Ted: In traditional media buying, the advertiser is buying an aggregate portion of the audience that the media property accumulates, such as users coming to a particular page on cnn.com or those watching a certain episode of Mad Men. Usually, audiences are bought based on weak targeting variables like age and gender along with some sense or the fit between the content and the brand. For example, traditional media placement does not allow the advertiser to selectively deliver the impression to a viewer who is into upscale beauty products but not their neighbor watching the same show who does not care about such products.
Programmatic turns the process on its ear, allowing you to selectively buy impressions that actually exist, right now. The advertiser or their agent can selectively bid for an impression based on the value for the bidder … and that value depends on what that user’s profile infers about their interests. Say you want 1 million beauty interested females…now you can find them wherever they are on the internet based on behavioral evidence they care about such products from content they consumed in the past.

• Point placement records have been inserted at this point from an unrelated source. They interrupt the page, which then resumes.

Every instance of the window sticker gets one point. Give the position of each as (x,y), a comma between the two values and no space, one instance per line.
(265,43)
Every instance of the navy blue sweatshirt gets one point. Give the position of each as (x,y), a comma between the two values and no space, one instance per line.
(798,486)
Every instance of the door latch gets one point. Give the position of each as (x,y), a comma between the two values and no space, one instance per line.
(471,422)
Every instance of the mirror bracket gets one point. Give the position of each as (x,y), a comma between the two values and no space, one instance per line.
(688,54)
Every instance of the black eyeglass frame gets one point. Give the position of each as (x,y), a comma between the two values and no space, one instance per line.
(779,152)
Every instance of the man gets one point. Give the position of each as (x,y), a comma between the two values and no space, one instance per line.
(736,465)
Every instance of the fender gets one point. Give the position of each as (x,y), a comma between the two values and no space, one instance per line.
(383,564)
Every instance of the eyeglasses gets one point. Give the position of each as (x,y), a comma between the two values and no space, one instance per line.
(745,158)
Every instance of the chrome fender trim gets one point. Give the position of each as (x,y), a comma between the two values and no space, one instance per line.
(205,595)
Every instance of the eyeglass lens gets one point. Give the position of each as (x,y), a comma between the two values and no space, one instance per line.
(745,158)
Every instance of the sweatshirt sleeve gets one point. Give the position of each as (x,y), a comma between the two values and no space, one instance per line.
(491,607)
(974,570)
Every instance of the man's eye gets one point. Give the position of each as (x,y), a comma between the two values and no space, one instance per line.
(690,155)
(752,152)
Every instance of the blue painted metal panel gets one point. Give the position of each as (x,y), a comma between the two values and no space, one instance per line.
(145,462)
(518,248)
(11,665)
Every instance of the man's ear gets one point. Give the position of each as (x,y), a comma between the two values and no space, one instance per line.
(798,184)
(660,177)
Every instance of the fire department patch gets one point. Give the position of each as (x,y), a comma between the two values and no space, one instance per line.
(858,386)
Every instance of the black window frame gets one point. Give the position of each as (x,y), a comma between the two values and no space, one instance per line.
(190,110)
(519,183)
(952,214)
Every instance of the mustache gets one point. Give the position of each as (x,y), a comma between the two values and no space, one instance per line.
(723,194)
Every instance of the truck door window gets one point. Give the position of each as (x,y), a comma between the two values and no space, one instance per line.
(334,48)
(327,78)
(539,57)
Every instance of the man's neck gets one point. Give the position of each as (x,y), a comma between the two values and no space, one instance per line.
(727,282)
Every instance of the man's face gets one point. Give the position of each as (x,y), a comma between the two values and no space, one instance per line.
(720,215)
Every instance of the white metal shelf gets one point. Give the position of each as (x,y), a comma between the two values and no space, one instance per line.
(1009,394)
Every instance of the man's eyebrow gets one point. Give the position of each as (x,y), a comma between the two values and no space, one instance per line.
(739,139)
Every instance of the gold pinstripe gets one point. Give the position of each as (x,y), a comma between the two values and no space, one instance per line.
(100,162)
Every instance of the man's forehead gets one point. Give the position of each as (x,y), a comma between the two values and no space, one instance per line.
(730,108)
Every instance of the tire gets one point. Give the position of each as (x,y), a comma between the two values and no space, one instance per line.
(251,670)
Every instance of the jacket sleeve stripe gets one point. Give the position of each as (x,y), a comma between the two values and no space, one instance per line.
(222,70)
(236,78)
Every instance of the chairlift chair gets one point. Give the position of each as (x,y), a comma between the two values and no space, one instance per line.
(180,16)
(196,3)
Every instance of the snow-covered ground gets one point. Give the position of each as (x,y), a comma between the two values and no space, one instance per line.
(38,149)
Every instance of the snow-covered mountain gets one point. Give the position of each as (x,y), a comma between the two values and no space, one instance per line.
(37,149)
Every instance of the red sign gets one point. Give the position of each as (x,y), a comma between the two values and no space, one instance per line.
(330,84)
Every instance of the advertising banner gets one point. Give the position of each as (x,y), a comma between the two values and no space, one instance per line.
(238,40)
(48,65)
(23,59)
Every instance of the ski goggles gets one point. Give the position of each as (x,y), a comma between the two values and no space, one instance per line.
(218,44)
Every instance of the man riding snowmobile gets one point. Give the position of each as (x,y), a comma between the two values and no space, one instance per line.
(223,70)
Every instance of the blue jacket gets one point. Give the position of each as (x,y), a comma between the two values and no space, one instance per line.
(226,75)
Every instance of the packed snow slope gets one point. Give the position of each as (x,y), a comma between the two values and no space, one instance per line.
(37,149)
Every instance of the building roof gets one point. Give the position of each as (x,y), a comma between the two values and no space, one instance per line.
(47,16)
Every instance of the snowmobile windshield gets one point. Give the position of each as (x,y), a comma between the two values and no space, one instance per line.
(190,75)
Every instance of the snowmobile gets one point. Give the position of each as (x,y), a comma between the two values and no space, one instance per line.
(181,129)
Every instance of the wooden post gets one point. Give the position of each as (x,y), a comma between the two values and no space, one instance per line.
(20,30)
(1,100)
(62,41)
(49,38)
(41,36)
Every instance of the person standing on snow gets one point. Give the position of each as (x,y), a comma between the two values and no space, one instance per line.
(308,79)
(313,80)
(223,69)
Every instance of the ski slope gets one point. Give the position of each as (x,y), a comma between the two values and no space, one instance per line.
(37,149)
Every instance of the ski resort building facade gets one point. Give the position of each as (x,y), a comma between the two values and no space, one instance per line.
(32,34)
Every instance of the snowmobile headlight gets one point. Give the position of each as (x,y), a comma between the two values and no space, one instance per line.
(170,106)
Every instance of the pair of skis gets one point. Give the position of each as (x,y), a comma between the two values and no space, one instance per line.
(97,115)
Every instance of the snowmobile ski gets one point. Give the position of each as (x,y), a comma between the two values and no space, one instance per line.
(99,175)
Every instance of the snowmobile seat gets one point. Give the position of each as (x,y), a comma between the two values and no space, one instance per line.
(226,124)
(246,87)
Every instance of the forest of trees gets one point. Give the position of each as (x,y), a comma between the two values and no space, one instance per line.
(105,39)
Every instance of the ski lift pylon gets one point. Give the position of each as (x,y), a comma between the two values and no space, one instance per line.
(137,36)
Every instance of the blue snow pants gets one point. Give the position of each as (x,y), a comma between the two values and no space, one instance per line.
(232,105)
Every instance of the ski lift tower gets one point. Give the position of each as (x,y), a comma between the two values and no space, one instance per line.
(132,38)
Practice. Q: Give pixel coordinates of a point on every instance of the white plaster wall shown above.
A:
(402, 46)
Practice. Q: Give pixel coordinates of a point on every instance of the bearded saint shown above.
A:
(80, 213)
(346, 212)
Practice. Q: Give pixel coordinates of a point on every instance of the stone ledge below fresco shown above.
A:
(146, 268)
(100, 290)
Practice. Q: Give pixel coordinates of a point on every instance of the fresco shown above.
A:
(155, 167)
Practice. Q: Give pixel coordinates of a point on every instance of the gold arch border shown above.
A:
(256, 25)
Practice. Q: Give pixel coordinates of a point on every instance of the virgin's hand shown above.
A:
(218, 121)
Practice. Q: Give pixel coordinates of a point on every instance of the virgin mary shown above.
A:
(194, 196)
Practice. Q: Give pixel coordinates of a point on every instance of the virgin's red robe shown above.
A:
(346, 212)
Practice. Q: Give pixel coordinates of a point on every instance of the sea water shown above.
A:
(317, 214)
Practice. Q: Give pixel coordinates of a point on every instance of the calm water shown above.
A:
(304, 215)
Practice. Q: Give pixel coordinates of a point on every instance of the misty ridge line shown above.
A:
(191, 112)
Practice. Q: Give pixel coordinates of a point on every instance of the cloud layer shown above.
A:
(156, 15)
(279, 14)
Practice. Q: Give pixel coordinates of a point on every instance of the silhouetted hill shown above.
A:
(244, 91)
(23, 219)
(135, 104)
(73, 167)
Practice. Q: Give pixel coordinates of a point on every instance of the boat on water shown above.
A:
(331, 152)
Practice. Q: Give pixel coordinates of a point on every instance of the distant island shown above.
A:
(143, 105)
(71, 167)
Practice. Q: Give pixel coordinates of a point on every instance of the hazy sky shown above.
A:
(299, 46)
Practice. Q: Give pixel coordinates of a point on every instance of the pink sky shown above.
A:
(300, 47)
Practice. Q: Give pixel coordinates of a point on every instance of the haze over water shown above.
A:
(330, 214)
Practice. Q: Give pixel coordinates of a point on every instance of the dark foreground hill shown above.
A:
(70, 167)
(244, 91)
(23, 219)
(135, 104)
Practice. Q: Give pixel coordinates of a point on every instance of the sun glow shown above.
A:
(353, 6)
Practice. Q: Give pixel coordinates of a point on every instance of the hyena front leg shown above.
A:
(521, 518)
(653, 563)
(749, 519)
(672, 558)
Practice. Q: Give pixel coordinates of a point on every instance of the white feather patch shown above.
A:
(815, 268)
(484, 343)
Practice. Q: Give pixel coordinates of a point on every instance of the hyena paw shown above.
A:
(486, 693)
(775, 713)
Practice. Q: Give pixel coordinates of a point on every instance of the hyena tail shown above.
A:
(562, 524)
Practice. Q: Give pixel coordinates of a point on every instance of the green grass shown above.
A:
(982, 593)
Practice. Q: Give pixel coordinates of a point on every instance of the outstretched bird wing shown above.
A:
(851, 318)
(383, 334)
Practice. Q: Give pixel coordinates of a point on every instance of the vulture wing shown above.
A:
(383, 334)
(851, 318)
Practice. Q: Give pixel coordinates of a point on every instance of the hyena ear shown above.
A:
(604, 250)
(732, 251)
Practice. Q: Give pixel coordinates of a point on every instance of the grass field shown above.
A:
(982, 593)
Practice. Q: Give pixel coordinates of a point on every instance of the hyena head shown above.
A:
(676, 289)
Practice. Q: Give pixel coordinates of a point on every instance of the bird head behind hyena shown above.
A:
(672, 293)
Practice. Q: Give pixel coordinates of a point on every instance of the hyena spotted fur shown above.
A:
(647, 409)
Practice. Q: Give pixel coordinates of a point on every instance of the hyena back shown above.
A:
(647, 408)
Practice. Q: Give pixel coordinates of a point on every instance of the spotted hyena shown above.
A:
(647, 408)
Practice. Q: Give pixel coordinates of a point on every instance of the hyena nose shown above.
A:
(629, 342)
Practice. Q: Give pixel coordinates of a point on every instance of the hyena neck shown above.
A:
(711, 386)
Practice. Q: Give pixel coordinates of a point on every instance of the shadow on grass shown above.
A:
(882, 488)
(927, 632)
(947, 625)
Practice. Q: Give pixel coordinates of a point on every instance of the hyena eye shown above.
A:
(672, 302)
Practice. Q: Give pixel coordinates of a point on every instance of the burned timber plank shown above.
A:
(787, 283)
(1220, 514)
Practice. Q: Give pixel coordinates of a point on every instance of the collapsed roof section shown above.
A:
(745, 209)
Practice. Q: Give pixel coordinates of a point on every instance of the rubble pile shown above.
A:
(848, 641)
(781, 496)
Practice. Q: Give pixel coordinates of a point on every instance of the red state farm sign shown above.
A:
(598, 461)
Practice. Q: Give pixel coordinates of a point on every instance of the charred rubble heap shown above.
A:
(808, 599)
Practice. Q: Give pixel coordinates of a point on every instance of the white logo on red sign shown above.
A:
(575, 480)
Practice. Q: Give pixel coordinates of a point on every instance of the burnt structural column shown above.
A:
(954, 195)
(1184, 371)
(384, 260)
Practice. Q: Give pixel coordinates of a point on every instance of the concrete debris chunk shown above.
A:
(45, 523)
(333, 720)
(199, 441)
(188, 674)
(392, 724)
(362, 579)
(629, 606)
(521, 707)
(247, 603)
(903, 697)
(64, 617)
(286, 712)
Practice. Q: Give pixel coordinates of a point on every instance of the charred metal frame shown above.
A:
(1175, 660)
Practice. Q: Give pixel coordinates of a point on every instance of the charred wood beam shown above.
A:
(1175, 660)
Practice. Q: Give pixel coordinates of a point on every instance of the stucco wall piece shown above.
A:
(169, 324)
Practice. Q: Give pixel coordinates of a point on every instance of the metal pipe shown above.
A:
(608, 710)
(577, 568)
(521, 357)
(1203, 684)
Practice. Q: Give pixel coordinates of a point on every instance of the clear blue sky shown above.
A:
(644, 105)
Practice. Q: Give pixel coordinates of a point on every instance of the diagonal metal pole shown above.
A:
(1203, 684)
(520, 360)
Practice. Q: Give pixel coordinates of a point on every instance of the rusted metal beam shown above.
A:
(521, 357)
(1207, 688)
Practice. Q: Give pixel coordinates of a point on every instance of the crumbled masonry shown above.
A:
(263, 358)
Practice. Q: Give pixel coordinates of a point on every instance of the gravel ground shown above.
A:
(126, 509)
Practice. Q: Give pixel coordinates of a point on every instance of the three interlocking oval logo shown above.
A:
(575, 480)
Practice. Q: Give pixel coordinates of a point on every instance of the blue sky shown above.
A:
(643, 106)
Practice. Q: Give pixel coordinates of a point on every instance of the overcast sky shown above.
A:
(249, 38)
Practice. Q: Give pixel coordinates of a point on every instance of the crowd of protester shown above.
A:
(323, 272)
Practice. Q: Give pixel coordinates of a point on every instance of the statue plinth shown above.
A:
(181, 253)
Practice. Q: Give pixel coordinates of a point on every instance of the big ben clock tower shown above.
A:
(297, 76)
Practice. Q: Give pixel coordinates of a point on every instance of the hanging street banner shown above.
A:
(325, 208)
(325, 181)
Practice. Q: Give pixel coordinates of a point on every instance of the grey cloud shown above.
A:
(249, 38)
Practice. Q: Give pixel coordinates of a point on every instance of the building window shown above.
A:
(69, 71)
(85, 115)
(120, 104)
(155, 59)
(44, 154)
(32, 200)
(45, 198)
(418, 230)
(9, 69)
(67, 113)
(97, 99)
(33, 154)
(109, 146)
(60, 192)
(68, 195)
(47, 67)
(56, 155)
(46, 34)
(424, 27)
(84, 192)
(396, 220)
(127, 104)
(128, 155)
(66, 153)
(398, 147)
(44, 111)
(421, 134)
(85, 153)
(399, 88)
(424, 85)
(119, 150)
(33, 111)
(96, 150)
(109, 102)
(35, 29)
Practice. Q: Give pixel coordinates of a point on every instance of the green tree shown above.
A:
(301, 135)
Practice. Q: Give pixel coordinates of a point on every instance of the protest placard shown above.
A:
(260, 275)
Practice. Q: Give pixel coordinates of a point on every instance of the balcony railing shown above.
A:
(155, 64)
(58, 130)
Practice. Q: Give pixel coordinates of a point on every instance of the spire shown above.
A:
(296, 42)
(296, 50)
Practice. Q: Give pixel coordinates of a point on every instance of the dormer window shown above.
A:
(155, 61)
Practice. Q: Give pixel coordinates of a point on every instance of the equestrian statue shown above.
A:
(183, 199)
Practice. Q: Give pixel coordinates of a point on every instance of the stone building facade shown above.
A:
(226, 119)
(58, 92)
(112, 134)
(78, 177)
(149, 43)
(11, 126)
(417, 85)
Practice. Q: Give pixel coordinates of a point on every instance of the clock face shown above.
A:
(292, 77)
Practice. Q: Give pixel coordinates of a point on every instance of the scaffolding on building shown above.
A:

Joel: What is real time bidding? Is that the same thing as programmatic buying?
Ted: Programmatic for display defines the complete end to end system. RTB is a subset of that. The real time bidding process allows any number of demand sources to be presented with the impression opportunity. It puts demand sources in competition with one another billions of times per day, using computers to decide on how much they want to bid for an impression, all happening in 1-2 tenths of a second! Where it gets really interesting is that advertisers are starting to build their own proprietary cookie pools so they know more about a given impression opportunity than their friendly competitor. It is the essence of competing on data!
Joel: I see that marketers are beginning to commit to Programmatic buying in a big way. For example, Procter recently announced that they are moving 70% of their display advertising buying to programmatic. Why should marketers get so excited about programmatic buying?
Ted: The promise, and reality is that you can improve relevance and ROI … often by 5x. Beyond that, programmatic buying is a blueprint for holistic media. You can now bid for behaviors and surrogate behaviors that deliver an audience that is very much like the audience I want from my research rather than watering it down by demographic buys. Furthermore, marketers can now measure impact more precisely with attribution analysis and actually do in-flight optimization. Programmatic give options to publishers too. They can actually buy their own inventory on the exchanges and resell it based by adding value using their first party data. For example, a Forbes reader is always a Forbes reader even if they are on a different site at that moment.
Joel: Are there words of caution regarding programmatic buying?
Ted: A lot of the value has to do with how you execute. If you aren’t careful, you will buy absolute crap. You want to work with a leading agency, network or DSP.
Joel: What do you see over the next 3 years in terms of shifting money to programmatic buying and in terms of how programmatic buying works?
Ted: Over the next 3 years— Programmatic will overtake traditional buying. It will improve ROIs and be more measurable and reliable. Your data will become your strategic advantage—translated into media advantage.
Joel: Thanks so much for your time and great insights!!